Irish politician and academic (1891–1951)

Joseph Warwick Bigger (11 September 1891 – 17 August 1951) was an Irish politician and academic. He was an independent member of Seanad Éireann from 1947 to 1951.

Bigger was born on 11 September 1891 in Belfast, Ireland. His parents were Sir Edward Coey Bigger and Maude Coulter Warwick. In 1900, his family moved to Dublin due to appointment of his father as medical inspector under the Local Government Board of Ireland. He attended Presbyterian College in North Carolina and later, Trinity College Dublin. Soon after his graduation from the Trinity College, he was appointed as a demonstrator in pathology and bacteriology at Sheffield University in South Yorkshire, England. However, in 1919 he returned to Dublin and became pathologist and medical inspector under the Local Government Board and the professor of forensic and preventive medicine at the Royal College of Surgeons in 1920. He served as the professor of preventive medicine and bacteriology at Trinity College from 1924 to 1950. In 1936, Bigger was appointed dean of the medical school at Trinity College where he served until 1939. In 1950 he was elected an honorary fellow of Trinity College Dublin.
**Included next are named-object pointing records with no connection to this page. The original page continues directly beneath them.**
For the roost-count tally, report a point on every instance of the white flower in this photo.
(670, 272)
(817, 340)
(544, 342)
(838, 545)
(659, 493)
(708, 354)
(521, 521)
He was first elected to the Seanad at a by-election on 22 November 1947 by the Dublin University constituency. The vacancy was caused by the appointment of T. C. Kingsmill Moore as a judge of the High Court. He was re-elected at the 1948 election. He did not contest the 1951 election.

It was in trying to replicate research carried out by Bigger at Trinity College Dublin that the Scottish scientist Alexander Fleming accidentally discovered penicillin.

He is credited with being the first to report the phenomenon of bacterial antibiotic persistence.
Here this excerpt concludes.